Shipwreck find solves 95-year mystery

USS Conestoga


By David L. Phillips - Star Tribune


A Navy tugboat that disappeared after it sailed from San Francisco in 1921 has been found by National Oceanic and Atmospheric Administration researchers in shark-infested waters about 30 miles west of San Francisco, ending a 95-year-old mystery.

The tugboat, the USS Conestoga, left California with 56 officers and crew members on board, bound for Tutuila, American Samoa, by way of Hawaii.

When the ship failed to arrive, the Navy carried out an expansive air and sea search, but only a battered lifeboat with the letter “C” on its bow was ever found, hundreds of miles off the expected course.

In 2009, the NOAA Office of Coast Survey spotted an uncharted shipwreck near the Farallon Islands, a forbidding cluster of sharp rocks known for shipwrecks and a large population of great white sharks.

Video from an investigation in 2015 using remotely operated vehicles shows the shipwreck under nearly 200 feet of water, encrusted in rust but largely intact, festooned with colorful sea anemones, rockfish and eels. Using the video, the NOAA and Navy researchers confirmed that the wreck’s distinctive propeller and deck-mounted gun matched the long-lost tugboat.

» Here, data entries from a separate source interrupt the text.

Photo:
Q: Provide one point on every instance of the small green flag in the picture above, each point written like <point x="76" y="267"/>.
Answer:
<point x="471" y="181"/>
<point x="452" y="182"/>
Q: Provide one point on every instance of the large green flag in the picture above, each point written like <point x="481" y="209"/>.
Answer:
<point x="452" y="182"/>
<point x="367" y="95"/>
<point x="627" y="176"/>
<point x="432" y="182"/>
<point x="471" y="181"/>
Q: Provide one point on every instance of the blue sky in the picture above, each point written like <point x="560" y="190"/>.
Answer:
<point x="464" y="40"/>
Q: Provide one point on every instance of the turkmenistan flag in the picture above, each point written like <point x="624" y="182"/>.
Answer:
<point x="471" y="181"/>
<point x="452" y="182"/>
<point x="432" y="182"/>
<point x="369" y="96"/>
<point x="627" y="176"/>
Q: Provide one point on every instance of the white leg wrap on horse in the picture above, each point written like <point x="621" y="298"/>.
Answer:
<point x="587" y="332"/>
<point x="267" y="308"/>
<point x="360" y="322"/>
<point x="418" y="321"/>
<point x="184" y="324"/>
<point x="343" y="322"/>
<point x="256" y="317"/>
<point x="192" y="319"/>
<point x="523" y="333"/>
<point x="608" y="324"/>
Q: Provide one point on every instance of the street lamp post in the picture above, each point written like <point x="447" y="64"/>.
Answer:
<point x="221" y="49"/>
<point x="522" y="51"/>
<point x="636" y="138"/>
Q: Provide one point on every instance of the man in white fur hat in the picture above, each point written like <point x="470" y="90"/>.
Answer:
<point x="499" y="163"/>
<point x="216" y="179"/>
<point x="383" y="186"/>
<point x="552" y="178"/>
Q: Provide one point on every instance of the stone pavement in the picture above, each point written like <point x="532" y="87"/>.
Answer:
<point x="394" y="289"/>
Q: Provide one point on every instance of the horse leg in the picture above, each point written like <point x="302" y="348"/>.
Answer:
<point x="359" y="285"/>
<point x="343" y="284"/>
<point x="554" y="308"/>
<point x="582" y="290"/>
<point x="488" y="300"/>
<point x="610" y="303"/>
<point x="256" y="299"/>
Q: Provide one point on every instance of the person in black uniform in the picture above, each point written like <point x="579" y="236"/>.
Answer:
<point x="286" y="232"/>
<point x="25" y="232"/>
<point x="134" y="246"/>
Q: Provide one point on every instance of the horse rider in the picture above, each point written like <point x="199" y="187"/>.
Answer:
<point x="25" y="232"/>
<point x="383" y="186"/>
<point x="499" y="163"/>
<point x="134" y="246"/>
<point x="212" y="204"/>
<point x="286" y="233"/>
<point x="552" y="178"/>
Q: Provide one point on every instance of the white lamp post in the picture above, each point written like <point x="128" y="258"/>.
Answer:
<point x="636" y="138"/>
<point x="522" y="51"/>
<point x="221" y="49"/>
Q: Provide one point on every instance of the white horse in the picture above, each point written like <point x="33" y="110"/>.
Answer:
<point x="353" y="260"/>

“After nearly a century of ambiguity and a profound sense of loss, the Conestoga’s disappearance no longer is a mystery,” Manson Brown, a deputy NOAA administrator, said this week.

Weather logs indicate that soon after leaving California, the tugboat hit high winds and rough seas.

A radio transmission relayed by another ship said that the tug was “battling a storm and that the barge she was towing had been torn adrift by heavy seas.”